“Uccidere o essere uccisi. Questa è la legge. Avere pietà è solo un segno di debolezza”. Apriamo la recensione de Il mio nome è vendetta, il film di Cosimo Gomez con Alessandro Gassman in streaming su Netflix dal 30 novembre, con le parole di Jack London. Lo scrittore è il nume tutelare del film, e il suo romanzo, Il richiamo della foresta, è un filo rosso che accompagna i protagonisti e lo spettatore lungo il corso della vicenda. È un libro che il protagonista, Santo, leggeva da bambino e che in qualche modo ritrova e porta con sé, passandolo alla figlia. Ma, in quel libro, c’è tutto il discorso alla base del film. Il fatto che l’istinto di uccidere sia qualcosa di innato, qualcosa che si ha dentro. E che, anche se si cerca di celarlo, è destinato a venire fuori. È quello che capita al protagonista di questa storia. Il mio nome è vendetta è un revenge movie scritto e girato in Italia, un genere che da noi non si fa, e che non ha niente da invidiare agli americani. Se, da un lato, manca di una sua originalità, di una sorta di rilettura, ha il pregio di essere brutale al punto giusto, e di essere teso e conciso.
Il mio nome è vendetta
Genere: Action
Durata: 90 minuti
Uscita: 30 novembre 2022 (Netflix)
Cast: Alessandro Gassmann, Ginevra Francesconi, Remo Girone, Alessio Praticò
La trama: dal Trentino-Alto Adige all’inferno
Santo (Alessandro Gassmann), vive in una tranquilla cittadina del Trentino-Alto Adige insieme alla moglie e a sua figlia Sofia (Ginevra Francesconi), un’adolescente campionessa di hockey. Ma due criminali entrano in casa loro e uccidono barbaramente la madre e lo zio di Sofia, scatenando un regolamento di conti covato per quasi vent’anni. Sofia scoprirà che la verità le è sempre stata taciuta e che Santo nasconde un oscuro passato di affiliato alla ‘ndrangheta: è un ex sicario. E la sua vita passata, e la sua vera natura, sono destinati a tornare allo scoperto.

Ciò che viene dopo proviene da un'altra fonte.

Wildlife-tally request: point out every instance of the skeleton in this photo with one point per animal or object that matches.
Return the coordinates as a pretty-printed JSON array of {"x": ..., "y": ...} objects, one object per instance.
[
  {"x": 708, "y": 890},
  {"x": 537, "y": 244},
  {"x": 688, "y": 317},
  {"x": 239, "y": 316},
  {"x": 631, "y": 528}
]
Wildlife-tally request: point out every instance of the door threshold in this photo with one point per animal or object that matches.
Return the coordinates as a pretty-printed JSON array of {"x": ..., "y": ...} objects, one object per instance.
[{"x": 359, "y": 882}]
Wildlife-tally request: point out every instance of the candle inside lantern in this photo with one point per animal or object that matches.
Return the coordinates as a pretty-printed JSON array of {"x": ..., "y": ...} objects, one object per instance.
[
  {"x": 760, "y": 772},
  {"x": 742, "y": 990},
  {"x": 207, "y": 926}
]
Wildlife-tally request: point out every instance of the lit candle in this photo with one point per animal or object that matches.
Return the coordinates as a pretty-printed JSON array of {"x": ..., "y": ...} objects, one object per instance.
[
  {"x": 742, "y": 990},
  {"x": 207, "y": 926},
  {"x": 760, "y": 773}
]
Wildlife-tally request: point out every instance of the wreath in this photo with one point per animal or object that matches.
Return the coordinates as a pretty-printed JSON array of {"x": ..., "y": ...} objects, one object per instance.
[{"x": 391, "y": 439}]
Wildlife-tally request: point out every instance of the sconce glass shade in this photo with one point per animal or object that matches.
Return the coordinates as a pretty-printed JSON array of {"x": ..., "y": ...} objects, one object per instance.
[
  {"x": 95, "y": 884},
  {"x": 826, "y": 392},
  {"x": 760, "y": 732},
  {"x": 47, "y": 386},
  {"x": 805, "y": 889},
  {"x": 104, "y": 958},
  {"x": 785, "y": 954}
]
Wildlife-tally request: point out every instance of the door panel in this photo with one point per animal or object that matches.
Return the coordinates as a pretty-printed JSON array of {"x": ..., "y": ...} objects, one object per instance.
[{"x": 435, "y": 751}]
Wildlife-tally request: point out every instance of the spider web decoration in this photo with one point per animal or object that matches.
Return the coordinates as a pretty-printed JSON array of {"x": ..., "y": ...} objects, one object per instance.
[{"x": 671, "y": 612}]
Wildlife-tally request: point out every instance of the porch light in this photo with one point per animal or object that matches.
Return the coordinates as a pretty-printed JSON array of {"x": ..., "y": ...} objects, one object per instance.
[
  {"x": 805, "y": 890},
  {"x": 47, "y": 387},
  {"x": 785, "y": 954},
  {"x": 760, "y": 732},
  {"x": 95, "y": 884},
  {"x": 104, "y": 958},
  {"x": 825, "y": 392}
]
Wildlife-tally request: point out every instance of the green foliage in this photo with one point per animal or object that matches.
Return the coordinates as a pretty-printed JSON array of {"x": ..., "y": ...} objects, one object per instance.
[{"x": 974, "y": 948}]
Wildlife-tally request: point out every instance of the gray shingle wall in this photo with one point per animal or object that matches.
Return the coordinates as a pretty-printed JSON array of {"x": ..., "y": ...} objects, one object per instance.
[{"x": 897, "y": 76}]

Santo Romeo, una History Of Violence
È una History Of Violence, una storia di violenza, quella che ha caratterizzato la vita di Santo Romeo o, se preferite, Domenico Franzè, questo il suo vero nome. È una storia che fa parte di lui e che è destinata a tornare fuori, al riproporsi di un passato che ritorna, proprio come accadeva al personaggio di Viggo Mortensen nel film di David Cronenberg. Ma i riferimenti di un film come Il mio nome è vendetta sono tanti: da Tony Scott e i suoi Nemico Pubblico e Man On Fire, a Leon di Luc Besson, perché al centro ci sono un uomo e una ragazzina, fino a praticamente tutta la recente carriera di Liam Neeson, da Taken in poi. È da questo che si capisce come Il mio nome è vendetta sia un perfetto revenge movie, un tipo di film che solitamente è appannaggio del cinema americano o di quello francese, e mai di quello italiano. Già che si sia provato a fare un film così in Italia, con tutti i codici e i topoi narrativi tipici del genere, merita un plauso.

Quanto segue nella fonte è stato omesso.